Let's say I have this string:
"param1,r:1234,p:myparameters=1,2,3"
...and I would like to split it into:
param1
r:1234
p:myparameters=1,2,3
I've used the split function and of course it splits it at every comma. Is there a way to do this using regex or will I have to write my own split function?
Personally, I would try something like this:
,(?=[^,]+:.*?)
Basically, use a positive look-ahead to find a comma, followed by a "key-value" pair (this defined by a key, a colon, and more information [data] (including other commas).
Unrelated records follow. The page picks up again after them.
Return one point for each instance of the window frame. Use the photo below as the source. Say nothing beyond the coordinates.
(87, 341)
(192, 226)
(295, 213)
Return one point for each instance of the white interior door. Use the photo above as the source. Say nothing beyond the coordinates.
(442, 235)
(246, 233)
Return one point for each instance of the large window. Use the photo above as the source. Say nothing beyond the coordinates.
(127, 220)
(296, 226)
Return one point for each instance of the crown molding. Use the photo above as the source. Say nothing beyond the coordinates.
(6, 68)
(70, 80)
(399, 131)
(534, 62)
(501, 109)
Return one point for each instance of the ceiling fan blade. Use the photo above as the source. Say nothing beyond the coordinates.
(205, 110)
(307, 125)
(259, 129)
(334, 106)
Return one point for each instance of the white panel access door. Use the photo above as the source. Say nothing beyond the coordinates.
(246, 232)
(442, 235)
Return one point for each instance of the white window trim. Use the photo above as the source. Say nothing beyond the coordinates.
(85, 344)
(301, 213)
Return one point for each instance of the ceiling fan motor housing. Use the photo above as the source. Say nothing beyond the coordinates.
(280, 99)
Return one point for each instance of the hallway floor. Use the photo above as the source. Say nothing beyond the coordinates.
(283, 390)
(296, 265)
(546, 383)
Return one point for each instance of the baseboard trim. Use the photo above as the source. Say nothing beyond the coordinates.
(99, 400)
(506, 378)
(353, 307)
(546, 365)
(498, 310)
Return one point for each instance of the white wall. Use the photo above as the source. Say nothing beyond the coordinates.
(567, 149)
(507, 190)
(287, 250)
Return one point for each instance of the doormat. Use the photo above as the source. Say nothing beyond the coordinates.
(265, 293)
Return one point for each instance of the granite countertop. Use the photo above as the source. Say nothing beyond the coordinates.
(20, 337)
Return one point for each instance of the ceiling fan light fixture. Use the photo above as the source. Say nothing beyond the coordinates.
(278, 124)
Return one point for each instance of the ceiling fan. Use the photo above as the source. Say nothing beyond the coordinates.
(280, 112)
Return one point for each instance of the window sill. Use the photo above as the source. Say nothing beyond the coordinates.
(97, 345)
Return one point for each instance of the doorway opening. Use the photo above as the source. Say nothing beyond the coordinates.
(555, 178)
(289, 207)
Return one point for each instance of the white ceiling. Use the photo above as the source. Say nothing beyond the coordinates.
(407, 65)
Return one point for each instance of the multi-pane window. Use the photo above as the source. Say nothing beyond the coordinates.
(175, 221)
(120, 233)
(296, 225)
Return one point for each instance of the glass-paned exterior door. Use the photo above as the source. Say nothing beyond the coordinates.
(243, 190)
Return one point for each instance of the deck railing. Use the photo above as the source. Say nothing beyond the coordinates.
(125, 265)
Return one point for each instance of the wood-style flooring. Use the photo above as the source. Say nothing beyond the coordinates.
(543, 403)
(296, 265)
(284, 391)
This should disqualify the commas between the numbers, too.
You can use ; for separating values which makes easy to work with it.
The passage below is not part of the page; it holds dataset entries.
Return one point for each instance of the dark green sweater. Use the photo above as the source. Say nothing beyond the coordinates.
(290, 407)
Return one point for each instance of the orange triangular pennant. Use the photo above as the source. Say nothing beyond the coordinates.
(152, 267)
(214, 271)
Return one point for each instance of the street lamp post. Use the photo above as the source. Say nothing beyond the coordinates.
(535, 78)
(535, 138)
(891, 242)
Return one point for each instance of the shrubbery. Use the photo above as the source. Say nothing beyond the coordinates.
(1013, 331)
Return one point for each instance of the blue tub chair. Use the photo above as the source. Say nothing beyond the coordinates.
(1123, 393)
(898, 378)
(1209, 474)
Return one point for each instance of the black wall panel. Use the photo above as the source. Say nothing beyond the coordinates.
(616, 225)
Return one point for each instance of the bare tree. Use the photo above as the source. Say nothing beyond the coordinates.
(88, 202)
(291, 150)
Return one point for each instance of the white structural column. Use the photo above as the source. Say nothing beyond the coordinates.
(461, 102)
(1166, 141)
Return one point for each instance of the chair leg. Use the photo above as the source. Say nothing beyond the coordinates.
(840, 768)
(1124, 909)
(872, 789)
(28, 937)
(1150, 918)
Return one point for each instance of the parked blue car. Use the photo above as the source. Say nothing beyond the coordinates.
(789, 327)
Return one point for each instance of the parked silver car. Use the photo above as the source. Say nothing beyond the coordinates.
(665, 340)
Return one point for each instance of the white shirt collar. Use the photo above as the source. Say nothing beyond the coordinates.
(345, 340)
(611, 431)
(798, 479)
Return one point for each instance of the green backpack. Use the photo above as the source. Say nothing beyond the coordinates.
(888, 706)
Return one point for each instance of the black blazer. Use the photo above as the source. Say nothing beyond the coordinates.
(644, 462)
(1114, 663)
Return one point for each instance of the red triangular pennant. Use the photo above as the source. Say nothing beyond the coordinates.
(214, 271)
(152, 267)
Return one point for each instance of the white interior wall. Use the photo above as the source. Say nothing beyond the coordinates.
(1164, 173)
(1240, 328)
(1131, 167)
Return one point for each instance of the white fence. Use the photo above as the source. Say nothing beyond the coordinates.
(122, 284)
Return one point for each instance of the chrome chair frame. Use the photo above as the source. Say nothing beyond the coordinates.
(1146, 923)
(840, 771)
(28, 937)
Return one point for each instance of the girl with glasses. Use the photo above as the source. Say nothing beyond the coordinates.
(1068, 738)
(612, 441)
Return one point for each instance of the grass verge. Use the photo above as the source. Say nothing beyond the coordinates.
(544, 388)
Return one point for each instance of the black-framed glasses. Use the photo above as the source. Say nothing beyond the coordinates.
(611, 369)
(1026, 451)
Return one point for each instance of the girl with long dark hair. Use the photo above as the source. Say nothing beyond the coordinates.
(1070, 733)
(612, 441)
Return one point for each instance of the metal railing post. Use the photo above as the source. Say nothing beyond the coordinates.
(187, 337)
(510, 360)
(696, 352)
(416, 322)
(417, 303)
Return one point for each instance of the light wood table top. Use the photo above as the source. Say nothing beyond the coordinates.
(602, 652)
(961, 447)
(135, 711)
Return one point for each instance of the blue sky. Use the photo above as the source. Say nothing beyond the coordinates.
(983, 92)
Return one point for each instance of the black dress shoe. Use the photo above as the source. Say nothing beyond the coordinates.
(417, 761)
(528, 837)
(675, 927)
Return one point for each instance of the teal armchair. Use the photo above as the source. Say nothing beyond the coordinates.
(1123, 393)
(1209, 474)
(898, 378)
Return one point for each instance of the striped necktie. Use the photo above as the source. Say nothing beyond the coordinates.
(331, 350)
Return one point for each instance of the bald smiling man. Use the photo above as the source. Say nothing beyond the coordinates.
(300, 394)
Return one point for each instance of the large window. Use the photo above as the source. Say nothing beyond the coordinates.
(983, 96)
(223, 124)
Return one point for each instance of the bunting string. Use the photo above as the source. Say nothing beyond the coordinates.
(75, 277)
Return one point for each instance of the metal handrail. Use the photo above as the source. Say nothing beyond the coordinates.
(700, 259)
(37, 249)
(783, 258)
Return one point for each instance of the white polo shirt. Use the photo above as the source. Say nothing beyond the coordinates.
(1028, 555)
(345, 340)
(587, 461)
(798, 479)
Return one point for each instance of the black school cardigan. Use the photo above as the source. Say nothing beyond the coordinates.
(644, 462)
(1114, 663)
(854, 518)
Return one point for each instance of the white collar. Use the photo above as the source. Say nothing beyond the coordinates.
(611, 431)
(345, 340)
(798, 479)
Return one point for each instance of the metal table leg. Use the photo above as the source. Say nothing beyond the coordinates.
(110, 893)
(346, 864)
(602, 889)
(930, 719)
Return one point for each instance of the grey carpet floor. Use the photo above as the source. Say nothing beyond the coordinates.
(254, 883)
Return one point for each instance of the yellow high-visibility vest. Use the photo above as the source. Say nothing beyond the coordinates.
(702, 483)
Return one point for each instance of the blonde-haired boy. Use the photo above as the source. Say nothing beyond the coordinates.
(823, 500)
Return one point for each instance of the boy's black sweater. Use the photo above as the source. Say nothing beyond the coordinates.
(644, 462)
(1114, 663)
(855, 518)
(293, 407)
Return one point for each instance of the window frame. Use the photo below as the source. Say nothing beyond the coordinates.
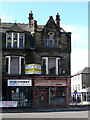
(12, 39)
(9, 65)
(49, 39)
(47, 64)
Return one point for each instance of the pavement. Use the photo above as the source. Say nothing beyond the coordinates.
(28, 110)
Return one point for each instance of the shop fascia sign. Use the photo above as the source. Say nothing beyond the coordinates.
(14, 82)
(50, 82)
(32, 69)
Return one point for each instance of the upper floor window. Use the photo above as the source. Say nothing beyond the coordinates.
(51, 41)
(16, 40)
(9, 38)
(14, 64)
(51, 65)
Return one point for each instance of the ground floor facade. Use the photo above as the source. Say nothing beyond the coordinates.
(36, 91)
(81, 96)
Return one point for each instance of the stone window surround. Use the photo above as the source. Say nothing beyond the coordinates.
(12, 38)
(9, 59)
(46, 58)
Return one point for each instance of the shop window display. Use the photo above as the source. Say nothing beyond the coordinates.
(57, 96)
(21, 95)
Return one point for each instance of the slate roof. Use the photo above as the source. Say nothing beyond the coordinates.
(86, 70)
(20, 27)
(15, 28)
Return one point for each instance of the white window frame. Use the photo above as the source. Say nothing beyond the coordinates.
(57, 58)
(18, 38)
(9, 59)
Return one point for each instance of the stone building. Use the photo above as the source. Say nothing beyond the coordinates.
(48, 46)
(80, 86)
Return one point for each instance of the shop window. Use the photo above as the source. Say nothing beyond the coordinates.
(57, 95)
(50, 65)
(22, 96)
(15, 64)
(15, 40)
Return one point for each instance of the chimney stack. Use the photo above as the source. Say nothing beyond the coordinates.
(58, 19)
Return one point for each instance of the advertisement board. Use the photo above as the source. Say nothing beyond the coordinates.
(8, 103)
(32, 69)
(14, 82)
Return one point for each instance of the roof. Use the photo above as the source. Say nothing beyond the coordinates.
(86, 70)
(22, 27)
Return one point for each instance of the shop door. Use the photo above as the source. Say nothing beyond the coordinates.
(43, 98)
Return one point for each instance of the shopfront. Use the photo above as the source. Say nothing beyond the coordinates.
(50, 93)
(18, 90)
(21, 91)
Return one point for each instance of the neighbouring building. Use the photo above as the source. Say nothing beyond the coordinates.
(36, 63)
(80, 86)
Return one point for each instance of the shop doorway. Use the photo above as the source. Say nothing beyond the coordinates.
(43, 98)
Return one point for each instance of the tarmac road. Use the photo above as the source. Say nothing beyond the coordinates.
(73, 114)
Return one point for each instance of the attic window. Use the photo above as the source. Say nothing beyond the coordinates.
(51, 41)
(15, 40)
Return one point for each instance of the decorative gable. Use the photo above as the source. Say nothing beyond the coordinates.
(15, 28)
(51, 26)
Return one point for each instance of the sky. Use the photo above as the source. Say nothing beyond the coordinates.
(74, 19)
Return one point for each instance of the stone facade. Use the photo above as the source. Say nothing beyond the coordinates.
(48, 45)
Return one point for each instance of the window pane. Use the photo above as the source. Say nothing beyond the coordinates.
(15, 40)
(45, 42)
(7, 65)
(52, 66)
(55, 42)
(21, 35)
(9, 40)
(14, 65)
(50, 43)
(22, 65)
(43, 66)
(51, 36)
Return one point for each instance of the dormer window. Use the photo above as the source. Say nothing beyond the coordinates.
(51, 41)
(15, 40)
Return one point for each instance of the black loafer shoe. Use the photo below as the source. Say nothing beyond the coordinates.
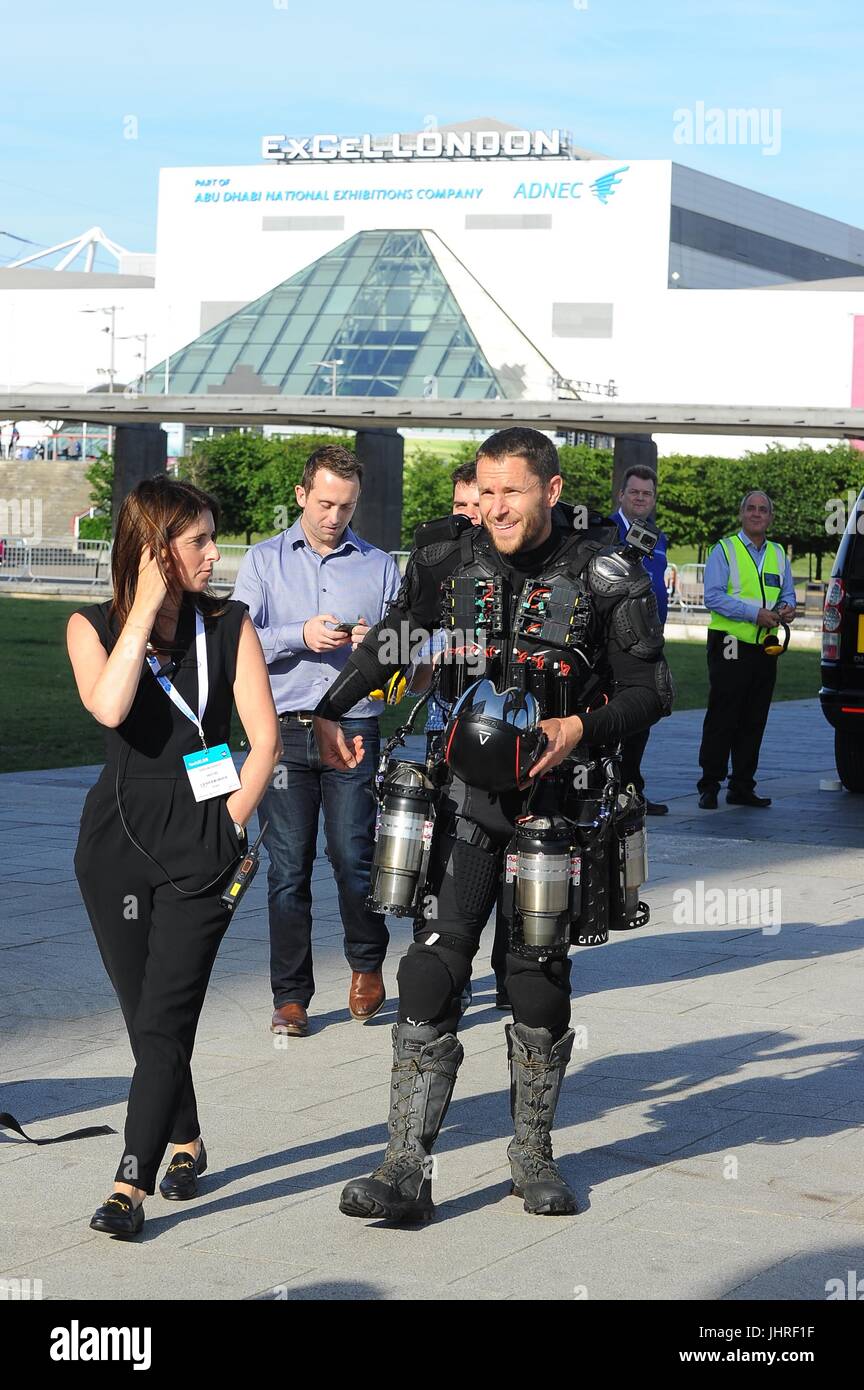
(181, 1180)
(117, 1216)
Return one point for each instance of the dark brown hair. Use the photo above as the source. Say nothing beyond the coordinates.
(335, 459)
(538, 452)
(154, 514)
(466, 473)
Since you have , for separation and also for values it is difficult to split it.
You have
string str = "param1,r:1234,p:myparameters=1,2,3"
Recommended to use
string str = "param1;r:1234;p:myparameters=1,2,3"
which can be splited as
var strArray = str.Split(';');
strArray[0]; // contains param1
strArray[1]; // r:1234
strArray[2]; // p:myparameters=1,2,3
I'm not sure how you would write a split that knew which commas to split on there, honestly.
Unless it's a fixed number each time in which case, just use the String.Split overload that takes an int specifying how many substrings to return at max
If you're going to have comma-delimited data that's not always a fixed number of items and it could have literal commas in the data itself, they really should be quoted. If you can control the input in any way, you should encourage that, and use an actual CSV parser instead of String.Split
That depends. You can't parse it with regex (or anything else) unless you can identify a consistent rule separating one group from another. Based on your sample, I can't clearly identify such a rule (though I have some guesses). How does the system know that p:myparameters=1,2,3 is a single item? For example, if there were another item after it, what would be the difference between that and the 1,2,3? Figure that out and you'll be pretty close to a solution.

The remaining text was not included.